This Tender Offer Statement on Schedule TO (together with any amendments and supplements hereto,
this Schedule TO) is being filed by Xerox Holdings Corporation, a New York corporation (Xerox), and XHC Acquisition Corp., a Delaware corporation (Purchaser), and relates to the third-party tender offer by
Purchaser to exchange each issued and outstanding share of common stock, par value $0.01 per share (including the associated rights to purchase preferred stock, the HP common stock), of HP Inc., a Delaware corporation (HP),
for $18.40 in cash and 0.149 shares of common stock, $1.00 par value per share, of Xerox (the Xerox common stock), the Cash Election Consideration (as set forth on the cover page of the Offer to Exchange) or the Stock Election
Consideration (as set forth on the cover page of the Offer to Exchange), subject in each case to the election and proration procedures described in (1) the Offer to Exchange, dated March 2, 2020 (the Offer to Exchange), and
(2) the related Letter of Election and Transmittal (the offer reflected by such terms and conditions, as they may be amended, supplemented or extended from time to time, constitutes the Offer).

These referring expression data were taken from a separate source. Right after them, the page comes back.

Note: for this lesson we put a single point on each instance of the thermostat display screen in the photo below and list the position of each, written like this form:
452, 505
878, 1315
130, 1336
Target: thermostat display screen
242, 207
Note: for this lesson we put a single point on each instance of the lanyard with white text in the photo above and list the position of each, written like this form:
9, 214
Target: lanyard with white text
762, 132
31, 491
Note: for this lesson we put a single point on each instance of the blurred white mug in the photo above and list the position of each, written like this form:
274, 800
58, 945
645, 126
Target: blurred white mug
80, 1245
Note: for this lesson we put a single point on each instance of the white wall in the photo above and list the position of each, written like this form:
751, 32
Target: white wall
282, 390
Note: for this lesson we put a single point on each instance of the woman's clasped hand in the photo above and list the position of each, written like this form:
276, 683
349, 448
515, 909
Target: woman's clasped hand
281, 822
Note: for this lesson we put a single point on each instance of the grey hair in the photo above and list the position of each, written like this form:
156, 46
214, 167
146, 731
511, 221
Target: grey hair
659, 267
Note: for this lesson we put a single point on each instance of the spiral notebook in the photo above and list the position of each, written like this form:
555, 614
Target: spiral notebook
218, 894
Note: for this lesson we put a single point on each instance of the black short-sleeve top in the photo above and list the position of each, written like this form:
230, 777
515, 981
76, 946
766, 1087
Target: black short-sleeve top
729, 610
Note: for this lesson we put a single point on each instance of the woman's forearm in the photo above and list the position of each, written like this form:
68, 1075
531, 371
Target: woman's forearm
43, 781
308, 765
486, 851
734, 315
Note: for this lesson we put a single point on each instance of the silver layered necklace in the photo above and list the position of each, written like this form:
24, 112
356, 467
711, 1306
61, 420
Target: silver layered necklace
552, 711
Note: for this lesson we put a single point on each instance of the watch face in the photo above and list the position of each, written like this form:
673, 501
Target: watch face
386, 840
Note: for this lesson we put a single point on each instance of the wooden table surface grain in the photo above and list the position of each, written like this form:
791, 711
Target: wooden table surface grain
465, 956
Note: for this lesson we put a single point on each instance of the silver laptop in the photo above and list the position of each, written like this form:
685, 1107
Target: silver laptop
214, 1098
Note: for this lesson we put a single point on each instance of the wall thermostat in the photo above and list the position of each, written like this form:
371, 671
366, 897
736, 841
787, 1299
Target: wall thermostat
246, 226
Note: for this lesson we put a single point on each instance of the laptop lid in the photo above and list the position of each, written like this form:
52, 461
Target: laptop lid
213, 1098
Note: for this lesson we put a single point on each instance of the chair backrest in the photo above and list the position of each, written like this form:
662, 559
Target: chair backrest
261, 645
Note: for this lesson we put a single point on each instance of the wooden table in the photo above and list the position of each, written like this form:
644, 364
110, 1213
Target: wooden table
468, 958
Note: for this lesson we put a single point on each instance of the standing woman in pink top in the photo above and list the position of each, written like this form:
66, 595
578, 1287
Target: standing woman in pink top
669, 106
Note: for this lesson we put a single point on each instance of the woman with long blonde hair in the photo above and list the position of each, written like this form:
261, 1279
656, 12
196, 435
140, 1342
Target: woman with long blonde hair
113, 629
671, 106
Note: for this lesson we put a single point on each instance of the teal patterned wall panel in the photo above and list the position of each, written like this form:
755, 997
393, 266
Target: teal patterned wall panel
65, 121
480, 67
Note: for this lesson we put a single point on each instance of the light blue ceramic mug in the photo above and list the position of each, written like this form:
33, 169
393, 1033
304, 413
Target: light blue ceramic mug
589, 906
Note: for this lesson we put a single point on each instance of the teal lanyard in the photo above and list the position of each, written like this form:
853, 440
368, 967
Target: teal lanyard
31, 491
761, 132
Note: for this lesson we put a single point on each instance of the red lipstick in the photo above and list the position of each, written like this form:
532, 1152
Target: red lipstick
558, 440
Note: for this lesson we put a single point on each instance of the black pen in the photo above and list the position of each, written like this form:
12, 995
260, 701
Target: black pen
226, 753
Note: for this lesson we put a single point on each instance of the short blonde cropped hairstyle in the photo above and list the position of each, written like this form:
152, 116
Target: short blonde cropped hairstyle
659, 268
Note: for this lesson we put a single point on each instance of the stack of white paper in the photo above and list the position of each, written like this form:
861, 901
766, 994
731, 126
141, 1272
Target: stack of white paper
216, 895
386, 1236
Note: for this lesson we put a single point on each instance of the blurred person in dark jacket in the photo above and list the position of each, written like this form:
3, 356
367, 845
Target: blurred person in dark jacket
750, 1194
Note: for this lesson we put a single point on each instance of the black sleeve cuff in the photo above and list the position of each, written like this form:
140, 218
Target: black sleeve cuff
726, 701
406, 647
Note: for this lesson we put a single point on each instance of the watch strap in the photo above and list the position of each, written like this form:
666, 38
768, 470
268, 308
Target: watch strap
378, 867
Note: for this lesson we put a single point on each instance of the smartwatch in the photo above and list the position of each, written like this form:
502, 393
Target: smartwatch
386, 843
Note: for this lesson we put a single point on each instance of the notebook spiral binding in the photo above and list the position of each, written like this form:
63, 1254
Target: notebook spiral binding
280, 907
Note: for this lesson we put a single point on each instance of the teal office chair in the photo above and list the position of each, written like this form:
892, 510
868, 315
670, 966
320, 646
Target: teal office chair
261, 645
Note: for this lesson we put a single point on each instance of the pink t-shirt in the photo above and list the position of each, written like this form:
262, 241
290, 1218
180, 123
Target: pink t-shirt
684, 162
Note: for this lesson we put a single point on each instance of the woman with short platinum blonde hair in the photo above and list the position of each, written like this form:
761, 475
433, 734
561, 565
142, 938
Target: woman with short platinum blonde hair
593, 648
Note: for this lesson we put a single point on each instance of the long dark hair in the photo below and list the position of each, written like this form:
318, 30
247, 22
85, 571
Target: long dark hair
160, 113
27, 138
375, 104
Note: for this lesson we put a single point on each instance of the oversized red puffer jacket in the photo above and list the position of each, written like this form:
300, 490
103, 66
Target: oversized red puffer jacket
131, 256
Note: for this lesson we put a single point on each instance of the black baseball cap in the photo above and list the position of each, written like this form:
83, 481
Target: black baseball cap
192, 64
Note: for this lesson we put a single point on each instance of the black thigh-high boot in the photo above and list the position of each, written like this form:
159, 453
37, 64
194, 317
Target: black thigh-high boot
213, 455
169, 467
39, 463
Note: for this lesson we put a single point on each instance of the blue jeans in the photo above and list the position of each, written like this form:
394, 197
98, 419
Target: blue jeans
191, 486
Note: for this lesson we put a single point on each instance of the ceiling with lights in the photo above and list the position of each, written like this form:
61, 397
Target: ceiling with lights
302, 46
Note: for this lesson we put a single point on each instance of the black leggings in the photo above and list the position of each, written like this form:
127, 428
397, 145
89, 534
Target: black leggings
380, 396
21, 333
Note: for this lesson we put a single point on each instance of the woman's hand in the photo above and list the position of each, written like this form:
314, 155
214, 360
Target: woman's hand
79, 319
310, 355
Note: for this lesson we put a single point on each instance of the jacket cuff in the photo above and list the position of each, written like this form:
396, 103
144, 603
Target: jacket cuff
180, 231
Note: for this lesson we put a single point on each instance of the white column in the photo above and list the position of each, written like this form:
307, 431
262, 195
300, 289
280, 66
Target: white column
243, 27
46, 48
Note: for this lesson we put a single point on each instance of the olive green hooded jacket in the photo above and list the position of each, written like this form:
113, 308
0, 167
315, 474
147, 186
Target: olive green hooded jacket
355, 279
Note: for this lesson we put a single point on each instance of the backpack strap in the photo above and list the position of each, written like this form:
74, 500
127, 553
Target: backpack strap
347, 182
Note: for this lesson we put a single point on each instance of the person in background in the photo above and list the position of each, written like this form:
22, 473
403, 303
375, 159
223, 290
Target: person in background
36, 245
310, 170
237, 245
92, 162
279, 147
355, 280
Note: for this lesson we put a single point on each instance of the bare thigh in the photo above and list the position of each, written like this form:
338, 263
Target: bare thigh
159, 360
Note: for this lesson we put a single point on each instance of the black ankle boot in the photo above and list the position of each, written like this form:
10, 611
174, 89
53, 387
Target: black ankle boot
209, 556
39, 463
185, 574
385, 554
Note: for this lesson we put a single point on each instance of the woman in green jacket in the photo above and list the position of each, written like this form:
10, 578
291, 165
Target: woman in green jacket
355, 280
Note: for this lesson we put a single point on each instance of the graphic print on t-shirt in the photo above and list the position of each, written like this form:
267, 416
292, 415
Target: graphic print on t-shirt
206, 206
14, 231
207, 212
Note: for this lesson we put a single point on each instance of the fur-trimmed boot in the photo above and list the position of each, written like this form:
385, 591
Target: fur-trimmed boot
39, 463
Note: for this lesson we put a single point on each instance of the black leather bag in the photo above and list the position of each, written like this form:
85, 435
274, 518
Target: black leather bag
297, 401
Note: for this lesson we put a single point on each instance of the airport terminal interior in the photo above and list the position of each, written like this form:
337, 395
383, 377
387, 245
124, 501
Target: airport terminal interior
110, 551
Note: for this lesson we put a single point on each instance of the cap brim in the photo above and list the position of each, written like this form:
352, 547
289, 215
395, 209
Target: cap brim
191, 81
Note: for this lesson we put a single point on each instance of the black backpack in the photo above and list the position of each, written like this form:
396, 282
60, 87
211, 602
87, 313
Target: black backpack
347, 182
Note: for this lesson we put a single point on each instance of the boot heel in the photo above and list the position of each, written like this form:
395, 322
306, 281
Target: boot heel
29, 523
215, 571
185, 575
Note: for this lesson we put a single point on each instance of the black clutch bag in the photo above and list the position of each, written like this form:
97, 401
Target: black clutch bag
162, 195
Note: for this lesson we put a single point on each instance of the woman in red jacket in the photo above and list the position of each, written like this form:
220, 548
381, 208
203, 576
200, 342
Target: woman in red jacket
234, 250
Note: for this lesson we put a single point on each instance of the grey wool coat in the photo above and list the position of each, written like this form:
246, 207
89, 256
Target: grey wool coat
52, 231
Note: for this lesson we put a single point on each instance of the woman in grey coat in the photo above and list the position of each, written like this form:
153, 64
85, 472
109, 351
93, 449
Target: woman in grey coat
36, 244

On March 2, 2020, Xerox filed a Registration Statement on Form S-4 (the Registration
Statement), of which the Offer to Exchange forms a part. The terms and conditions of the Offer are set forth in the Offer to Exchange and the related Letter of Election and Transmittal, which are set forth as Exhibits (a)(1)(A) and (a)(1)(B)
hereto.
All information contained in the Offer to Exchange and the Letter of Election and Transmittal, and any prospectus supplement or other
supplement thereto related to the Offer, is hereby expressly incorporated herein by reference in response to all items in this Schedule TO, and as more precisely set forth below.
Item 1. Summary Term Sheet
The information set forth in the section of
the Offer to Exchange titled Summary is incorporated herein by reference.
Item 2. Subject Company Information
(a) As described in the Offer to Exchange, the subject company and issuer of the securities subject to the Offer is HP Inc., a Delaware corporation. Its
principal executive offices are located at 1501 Page Mill Road, Palo Alto, California. Its telephone number is (650) 857-1501.
(b) The Schedule TO relates to the HP common stock. Based on the information contained in the Annual Report on Form
10-K filed with the Securities and Exchange Commission by HP on December 12, 2019, there were 1,453,187,484 shares of HP common stock outstanding as of such date.
(c) The information set forth in the section of the Offer to Exchange titled Comparative Per Share Market Price and Dividend Information is
incorporated herein by reference.
Item 3. Identity and Background of Filing Person
(a), (b), (c) The information set forth in the sections of the Offer to Exchange titled Summary Information About the Companies, Information
About the Companies, The Offer Certain Relationships with HP and Interest of Xerox and Xeroxs Executive Officers and Directors in the Offer, and Schedule I to the Offer to Exchange, is incorporated herein by reference.
Item 4. Terms of the Transaction
(a)(1)(i) The
information set forth in the sections of the Offer to Exchange titled Summary The Offer and The Offer Overview is incorporated herein by reference.